After all of your hard work, it’s time to submit your project. As a reminder, these are the criteria we’ll use to judge the contest:

Completeness and transferability

  • How fully has the idea been implemented? Can it achieve an impact in the field? Can it be transferred elsewhere?

Effectiveness and efficiency

  • Does the solution address a high priority area? Does it achieve its goal effectively and efficiently? Can it scale?

Design and usability

  • How good is the design, user experience, and ease of use for the solution? How quickly can it be put to use?

Creativity and innovation 

  • How unique was the approach to solving a long-standing or previously intractable problem?
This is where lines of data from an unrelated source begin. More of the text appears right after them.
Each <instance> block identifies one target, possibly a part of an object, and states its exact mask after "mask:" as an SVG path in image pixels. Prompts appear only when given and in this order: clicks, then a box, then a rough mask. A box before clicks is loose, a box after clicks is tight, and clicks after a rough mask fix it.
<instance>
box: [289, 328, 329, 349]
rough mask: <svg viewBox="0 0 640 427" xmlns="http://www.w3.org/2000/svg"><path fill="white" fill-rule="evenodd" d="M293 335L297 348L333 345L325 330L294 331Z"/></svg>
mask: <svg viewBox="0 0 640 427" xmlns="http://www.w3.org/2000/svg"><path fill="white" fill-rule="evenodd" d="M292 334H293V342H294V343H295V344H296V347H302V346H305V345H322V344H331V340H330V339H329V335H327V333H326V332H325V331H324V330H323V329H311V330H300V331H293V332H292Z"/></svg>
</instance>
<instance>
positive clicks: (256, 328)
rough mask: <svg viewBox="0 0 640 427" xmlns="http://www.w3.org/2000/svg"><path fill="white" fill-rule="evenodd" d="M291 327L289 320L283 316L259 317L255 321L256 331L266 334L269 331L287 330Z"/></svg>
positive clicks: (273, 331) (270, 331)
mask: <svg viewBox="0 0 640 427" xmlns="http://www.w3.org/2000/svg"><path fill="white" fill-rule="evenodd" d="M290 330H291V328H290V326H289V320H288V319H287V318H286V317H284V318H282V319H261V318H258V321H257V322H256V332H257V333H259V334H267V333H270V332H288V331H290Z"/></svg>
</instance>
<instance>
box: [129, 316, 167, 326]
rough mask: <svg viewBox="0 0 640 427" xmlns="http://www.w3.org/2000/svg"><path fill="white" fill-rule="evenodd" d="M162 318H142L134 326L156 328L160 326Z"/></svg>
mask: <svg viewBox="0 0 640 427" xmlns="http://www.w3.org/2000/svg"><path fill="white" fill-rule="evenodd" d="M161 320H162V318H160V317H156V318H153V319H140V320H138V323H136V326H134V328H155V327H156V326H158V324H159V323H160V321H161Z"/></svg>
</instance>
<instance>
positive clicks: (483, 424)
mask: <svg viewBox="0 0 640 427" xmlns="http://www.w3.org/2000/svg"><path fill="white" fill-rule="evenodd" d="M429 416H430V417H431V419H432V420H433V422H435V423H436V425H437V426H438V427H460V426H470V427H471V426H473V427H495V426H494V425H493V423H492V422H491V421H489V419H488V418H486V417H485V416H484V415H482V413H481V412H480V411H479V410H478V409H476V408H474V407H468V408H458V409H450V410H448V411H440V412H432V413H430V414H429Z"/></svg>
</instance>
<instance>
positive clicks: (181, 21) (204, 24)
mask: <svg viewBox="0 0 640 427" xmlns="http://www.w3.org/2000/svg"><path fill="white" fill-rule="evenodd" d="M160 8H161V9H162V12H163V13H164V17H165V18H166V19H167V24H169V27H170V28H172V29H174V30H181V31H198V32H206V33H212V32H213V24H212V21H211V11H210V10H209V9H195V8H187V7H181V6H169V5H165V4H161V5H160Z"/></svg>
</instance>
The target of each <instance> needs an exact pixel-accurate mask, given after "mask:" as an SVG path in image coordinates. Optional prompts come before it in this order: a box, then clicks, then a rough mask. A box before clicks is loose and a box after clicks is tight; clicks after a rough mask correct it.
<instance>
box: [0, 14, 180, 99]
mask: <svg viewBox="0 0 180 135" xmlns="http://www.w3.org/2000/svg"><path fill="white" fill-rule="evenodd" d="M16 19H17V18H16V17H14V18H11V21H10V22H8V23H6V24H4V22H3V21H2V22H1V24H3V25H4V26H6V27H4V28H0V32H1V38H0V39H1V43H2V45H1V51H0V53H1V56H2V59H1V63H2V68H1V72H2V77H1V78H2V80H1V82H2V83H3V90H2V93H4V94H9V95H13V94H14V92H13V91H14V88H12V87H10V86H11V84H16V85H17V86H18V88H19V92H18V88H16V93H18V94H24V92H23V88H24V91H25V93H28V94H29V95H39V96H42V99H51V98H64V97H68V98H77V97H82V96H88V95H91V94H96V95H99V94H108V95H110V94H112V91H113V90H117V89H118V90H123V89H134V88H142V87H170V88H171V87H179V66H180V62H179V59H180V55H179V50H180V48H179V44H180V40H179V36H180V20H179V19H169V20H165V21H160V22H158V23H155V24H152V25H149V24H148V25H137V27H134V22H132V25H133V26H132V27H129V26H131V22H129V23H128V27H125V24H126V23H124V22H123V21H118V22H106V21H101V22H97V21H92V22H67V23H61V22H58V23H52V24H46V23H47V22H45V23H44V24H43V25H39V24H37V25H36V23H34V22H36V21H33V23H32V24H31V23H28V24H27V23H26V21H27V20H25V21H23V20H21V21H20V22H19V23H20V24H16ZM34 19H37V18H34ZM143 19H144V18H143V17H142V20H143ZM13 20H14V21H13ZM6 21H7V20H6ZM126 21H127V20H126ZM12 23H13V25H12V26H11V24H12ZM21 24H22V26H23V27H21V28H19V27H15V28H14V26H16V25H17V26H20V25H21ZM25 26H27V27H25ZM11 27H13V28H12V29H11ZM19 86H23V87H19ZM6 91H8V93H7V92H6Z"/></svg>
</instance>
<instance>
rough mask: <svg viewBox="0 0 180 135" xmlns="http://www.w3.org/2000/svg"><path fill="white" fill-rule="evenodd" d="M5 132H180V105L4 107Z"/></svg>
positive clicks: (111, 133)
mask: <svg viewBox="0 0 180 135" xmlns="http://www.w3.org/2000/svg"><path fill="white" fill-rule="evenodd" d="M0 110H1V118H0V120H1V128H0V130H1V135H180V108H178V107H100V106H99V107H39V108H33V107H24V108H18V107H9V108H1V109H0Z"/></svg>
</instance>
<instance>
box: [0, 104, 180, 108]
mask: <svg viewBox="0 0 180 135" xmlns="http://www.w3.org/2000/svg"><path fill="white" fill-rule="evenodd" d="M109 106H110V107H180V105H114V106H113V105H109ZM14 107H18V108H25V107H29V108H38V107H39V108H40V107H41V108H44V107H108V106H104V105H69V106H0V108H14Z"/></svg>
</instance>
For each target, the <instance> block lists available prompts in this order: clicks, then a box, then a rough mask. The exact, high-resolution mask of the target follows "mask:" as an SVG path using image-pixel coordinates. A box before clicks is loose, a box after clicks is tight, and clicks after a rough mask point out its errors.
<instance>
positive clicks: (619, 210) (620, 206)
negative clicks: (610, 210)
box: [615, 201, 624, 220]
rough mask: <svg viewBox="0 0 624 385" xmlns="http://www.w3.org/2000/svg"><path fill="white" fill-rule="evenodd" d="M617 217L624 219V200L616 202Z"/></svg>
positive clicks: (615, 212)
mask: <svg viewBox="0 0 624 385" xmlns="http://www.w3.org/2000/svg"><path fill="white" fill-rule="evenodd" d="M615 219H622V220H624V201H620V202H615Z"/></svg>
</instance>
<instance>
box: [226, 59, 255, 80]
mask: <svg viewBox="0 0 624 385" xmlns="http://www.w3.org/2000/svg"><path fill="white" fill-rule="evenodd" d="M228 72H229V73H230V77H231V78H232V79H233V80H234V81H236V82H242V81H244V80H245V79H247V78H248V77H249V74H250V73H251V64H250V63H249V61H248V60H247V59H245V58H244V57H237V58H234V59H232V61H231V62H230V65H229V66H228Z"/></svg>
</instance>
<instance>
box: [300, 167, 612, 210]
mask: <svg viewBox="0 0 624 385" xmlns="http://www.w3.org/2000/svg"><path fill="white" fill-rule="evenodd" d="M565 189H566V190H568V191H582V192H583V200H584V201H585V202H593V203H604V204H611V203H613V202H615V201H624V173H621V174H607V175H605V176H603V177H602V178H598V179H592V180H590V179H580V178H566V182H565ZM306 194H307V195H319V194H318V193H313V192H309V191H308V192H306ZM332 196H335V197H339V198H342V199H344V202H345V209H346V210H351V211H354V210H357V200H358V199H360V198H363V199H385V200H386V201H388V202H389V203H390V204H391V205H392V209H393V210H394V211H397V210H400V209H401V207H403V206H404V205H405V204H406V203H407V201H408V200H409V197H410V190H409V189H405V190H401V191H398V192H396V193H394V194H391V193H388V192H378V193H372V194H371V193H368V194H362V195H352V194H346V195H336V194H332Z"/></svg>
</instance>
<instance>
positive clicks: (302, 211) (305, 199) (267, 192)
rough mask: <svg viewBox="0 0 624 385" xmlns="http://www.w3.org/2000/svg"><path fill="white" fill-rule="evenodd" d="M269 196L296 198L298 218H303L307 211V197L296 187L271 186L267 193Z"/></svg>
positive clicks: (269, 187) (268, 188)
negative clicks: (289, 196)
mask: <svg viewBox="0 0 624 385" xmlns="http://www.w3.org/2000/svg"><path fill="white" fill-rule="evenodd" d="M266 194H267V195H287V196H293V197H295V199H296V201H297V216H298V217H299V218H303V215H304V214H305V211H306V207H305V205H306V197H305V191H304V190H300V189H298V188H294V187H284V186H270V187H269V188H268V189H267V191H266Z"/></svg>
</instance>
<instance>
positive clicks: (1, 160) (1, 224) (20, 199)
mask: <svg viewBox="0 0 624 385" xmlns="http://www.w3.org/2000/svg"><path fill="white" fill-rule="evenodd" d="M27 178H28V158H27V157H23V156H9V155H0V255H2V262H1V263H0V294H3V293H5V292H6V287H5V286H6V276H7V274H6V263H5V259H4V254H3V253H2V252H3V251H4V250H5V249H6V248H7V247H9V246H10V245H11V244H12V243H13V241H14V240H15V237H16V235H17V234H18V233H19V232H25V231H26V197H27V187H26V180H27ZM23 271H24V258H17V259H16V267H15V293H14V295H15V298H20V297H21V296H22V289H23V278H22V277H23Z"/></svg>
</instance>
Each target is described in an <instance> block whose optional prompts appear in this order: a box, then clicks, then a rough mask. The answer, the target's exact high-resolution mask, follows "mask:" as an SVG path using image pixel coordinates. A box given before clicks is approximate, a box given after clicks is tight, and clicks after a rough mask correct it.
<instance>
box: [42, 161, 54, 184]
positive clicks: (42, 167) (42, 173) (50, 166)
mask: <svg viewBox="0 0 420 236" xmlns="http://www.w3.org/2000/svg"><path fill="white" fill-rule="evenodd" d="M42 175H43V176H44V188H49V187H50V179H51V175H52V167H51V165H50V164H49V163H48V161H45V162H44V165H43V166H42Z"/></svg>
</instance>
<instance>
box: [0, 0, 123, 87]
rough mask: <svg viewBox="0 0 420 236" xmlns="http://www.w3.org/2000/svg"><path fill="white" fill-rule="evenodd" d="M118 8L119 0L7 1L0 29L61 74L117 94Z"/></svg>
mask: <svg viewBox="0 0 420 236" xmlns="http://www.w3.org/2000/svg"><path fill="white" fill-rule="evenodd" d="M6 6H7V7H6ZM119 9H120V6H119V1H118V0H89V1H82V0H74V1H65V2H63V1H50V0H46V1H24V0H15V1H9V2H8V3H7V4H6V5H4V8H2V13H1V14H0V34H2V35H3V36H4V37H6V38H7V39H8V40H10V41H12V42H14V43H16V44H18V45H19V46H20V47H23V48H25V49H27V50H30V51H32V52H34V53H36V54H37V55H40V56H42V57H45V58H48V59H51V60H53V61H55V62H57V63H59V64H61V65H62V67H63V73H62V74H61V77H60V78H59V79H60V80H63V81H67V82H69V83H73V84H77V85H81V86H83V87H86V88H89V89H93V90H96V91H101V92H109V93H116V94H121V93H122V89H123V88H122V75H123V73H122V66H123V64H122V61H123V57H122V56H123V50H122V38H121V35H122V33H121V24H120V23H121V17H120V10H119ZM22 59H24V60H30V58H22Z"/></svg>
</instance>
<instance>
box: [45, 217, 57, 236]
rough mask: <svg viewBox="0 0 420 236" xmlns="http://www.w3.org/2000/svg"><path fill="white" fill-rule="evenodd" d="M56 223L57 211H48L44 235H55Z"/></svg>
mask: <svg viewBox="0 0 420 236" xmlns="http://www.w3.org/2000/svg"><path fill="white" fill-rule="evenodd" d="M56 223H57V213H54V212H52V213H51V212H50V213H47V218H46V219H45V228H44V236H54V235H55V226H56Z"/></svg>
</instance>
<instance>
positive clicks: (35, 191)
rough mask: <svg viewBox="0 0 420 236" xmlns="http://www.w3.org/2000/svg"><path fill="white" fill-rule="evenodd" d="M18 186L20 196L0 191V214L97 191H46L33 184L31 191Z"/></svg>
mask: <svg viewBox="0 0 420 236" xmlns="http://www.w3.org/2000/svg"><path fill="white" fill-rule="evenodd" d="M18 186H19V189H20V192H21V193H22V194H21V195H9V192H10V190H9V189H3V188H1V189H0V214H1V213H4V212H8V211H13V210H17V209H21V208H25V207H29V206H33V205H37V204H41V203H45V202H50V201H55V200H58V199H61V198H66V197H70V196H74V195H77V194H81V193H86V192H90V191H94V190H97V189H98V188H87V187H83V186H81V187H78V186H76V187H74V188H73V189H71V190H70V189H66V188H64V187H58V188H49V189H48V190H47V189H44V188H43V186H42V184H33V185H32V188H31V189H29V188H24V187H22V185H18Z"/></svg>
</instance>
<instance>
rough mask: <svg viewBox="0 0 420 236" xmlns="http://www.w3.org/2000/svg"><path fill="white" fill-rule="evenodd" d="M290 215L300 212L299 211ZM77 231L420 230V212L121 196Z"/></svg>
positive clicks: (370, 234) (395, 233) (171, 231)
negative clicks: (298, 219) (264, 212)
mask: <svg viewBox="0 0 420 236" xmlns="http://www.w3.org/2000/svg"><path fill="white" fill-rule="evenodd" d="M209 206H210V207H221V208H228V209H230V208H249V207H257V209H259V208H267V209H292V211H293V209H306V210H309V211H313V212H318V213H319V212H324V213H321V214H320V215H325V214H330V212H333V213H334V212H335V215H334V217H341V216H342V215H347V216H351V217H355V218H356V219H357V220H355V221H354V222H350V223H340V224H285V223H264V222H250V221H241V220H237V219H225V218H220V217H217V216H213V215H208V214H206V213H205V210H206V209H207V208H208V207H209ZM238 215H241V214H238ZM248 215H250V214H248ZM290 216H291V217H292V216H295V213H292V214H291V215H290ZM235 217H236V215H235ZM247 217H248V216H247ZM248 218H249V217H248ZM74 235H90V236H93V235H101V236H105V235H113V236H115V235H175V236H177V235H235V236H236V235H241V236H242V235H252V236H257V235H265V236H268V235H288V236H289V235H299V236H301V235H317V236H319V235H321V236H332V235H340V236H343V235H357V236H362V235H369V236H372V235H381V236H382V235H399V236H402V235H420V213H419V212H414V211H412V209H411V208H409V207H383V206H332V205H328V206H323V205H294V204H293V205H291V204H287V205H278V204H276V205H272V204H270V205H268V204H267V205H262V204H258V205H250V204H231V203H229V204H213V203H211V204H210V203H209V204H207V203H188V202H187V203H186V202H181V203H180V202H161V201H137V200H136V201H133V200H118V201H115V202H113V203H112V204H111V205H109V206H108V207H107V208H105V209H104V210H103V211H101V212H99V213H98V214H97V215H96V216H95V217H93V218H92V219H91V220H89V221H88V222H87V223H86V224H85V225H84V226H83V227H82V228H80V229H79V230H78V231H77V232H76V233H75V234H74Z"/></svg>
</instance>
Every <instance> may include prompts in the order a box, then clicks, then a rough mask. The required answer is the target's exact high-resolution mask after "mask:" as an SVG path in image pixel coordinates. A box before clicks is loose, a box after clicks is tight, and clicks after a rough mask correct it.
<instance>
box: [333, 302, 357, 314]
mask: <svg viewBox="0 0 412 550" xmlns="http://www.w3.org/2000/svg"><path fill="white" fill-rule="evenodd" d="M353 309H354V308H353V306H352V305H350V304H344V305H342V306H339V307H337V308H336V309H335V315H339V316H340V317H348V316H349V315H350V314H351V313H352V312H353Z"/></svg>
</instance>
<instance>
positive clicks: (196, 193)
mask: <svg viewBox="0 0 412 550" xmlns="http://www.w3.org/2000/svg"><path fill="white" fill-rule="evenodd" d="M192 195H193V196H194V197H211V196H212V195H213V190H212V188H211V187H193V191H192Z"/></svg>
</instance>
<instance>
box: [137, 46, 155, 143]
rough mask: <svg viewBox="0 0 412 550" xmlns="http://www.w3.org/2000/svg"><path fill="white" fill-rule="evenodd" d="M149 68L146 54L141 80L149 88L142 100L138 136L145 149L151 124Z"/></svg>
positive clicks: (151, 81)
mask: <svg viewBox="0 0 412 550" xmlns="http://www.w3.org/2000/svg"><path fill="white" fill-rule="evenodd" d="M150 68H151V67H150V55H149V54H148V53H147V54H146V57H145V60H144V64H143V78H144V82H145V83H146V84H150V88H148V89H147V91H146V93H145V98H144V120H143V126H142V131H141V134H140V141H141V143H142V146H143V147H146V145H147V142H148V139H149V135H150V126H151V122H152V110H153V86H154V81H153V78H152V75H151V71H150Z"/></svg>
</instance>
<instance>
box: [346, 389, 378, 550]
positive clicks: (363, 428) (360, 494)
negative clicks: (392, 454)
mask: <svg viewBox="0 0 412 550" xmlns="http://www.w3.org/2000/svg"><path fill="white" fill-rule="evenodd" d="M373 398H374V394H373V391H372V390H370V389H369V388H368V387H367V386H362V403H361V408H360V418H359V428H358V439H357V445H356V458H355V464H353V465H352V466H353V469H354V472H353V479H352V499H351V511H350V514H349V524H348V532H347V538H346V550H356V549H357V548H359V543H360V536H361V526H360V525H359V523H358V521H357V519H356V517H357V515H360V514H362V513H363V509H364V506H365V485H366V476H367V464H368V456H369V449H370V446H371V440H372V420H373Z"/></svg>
The competition platform is provided by YouNoodle and managed by AngelHack (a Call for Code Program Supporter). Your team lead can click this link to create a YouNoodle account and access the Call for Code submission form.

Your team leader will require the following information to fill out the form:

  • Team name.
  • Teammate names and emails. Remember, you can only be part of one team of up to 5 members, and your team can only submit one application. Each person must have registered and therefore accepted the Participant Agreement.
  • Submission title/summary. Describe your team’s solution in 7 words or less.
  • Describe your solution in more detail. Give us a more detailed description of what you’re building, what problem you are solving, and why it matters in less than 500 words.
  • Solution roadmap. How mature is your submission and where do you intend to take it from here?
  • Link to GitHub or other source repository (You can provide an additional description and diagrams here. Hint: Review the judging criteria and rules: https://callforcode.org/challenge/.
  • A 3-minute demo video. Record a demo of your project, upload it to YouTube or Vimeo, and share the URL. If there’s a password, please remember to share it.
  • What IBM Cloud™ services did you use?

Your team won’t be able to modify information on the form after submitting, so make sure the application is complete and the team is finalized. Through YouNoodle you can also track your project’s progress through judging in October.

For more tips and best practices on using YouNoodle, watch this video from Brian Collins of AngelHack:

As you think about submitting your project, consider these 3 tips:

  • Remember, while only the the team lead needs to submit the form, all team mates must be registered independently to participate.
  • Make sure your source code repository and video pitch are readable and viewable by the judges. Make them public or include passwords for the judges.
  • Make sure to read the submission requirements carefully! For example, make sure your video is three minutes or less.

In this video, I dive a little deeper into the best practices for the content to provide in your submission:

Again, thank you for being part of this incredible movement. Together, we’ll show the world that developers have the power to save lives.